Была еще одна вещь, которую я теперь должен был незамедлительно урегулировать. Я не хотел, чтобы в университете думали, что я так или иначе «увел» библиотеку Суворина, тем более сейчас, когда она подешевела на двести рублей. Не только для моей карьеры, но и для всех отношений это было бы катастрофой. Думаю, что меня ждала та же участь, что и Надю Полозову. Подготовившись, я пошел к ректору, всё до последней детали ему объяснил, пересказал каждый свой разговор с сыном Суворина, и в конце концов добился, что он одобрил мои действия и безусловно признал во мне патриота Томска, который, не пожалев огромной суммы, спас рукописи для университета. В итоге мы договорились, что книги Суворина я полностью и незамедлительно дарю университету, а с рукописями дело откладывается, пока библиотека не наберет заплаченную мной сумму и не выкупит у меня их. Потом вся эта история забылась, денег, естественно, ни у кого не нашлось, но я, охотно и спокойно пуская любого работать в Суворинском собрании, до сих пор сохранил репутацию не просто порядочного человека, но неподдельного альтруиста.
Полгода спустя, когда архив уже был перевезен на мою квартиру, ко мне пришел некто Кобылин и сказал, что он много лет продавал рукописи Суворину, назвав среди своих несколько самых интересных, и теперь, если я хочу, готов поставлять товар мне. Я, конечно, хотел. Рукописи Кобылина и то немногое, что он рассказывал о себе, и легли в основу этой работы. В моих руках только это и было: рукописи да несколько коротких разговоров, так как, несмотря на настойчивые попытки убедить Кобылина отвезти меня туда, откуда он их привозит, Кобылин отвечал категорическим отказом.

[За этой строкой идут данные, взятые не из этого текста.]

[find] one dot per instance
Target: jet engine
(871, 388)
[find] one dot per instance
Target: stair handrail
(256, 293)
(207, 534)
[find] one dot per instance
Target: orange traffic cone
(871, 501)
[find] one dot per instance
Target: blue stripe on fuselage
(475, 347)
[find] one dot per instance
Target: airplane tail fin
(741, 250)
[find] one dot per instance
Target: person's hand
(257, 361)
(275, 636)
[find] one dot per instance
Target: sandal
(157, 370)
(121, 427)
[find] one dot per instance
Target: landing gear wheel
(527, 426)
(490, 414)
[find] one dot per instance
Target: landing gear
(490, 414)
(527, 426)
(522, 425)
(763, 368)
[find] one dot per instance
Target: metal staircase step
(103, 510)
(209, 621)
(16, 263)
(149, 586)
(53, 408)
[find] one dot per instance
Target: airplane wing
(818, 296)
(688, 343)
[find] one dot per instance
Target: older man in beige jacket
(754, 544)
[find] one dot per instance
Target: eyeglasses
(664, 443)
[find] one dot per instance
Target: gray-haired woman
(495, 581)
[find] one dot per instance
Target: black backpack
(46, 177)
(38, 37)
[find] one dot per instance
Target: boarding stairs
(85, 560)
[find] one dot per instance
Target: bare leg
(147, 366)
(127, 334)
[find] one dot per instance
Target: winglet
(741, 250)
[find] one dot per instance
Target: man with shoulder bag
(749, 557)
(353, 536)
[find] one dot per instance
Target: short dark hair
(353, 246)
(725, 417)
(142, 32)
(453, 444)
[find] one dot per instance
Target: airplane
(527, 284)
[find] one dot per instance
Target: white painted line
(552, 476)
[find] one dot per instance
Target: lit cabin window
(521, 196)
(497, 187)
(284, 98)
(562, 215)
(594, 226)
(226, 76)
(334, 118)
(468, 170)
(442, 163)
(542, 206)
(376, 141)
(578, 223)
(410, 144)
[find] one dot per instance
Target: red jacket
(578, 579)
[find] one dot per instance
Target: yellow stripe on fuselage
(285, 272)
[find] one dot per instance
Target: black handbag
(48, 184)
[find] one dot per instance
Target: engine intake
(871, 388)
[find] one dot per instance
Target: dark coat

Первым, что он принес на продажу, были не старообрядческие рукописи, а книги, дневники и другие бумаги, принадлежавшие французскому комедиографу и владельцу кочевой театральной труппы – это всё, что я сам сумел разобрать – Жаку де Сертану. Написаны они были по-бретонски, и пока я в Сибири разыскал человека, который знал бретонский и согласился мне их перевести, прошло три года. Нашел я его совсем рядом, просто-напросто в соседнем доме, когда, отчаявшись, уже решил везти мое добро в Москву и отдать его там кому придется. Все-таки мне так не хотелось выпускать дневник из своих рук, что я месяц за месяцем медлил, выдумывал то одну причину, то другую, и, наконец, дождался.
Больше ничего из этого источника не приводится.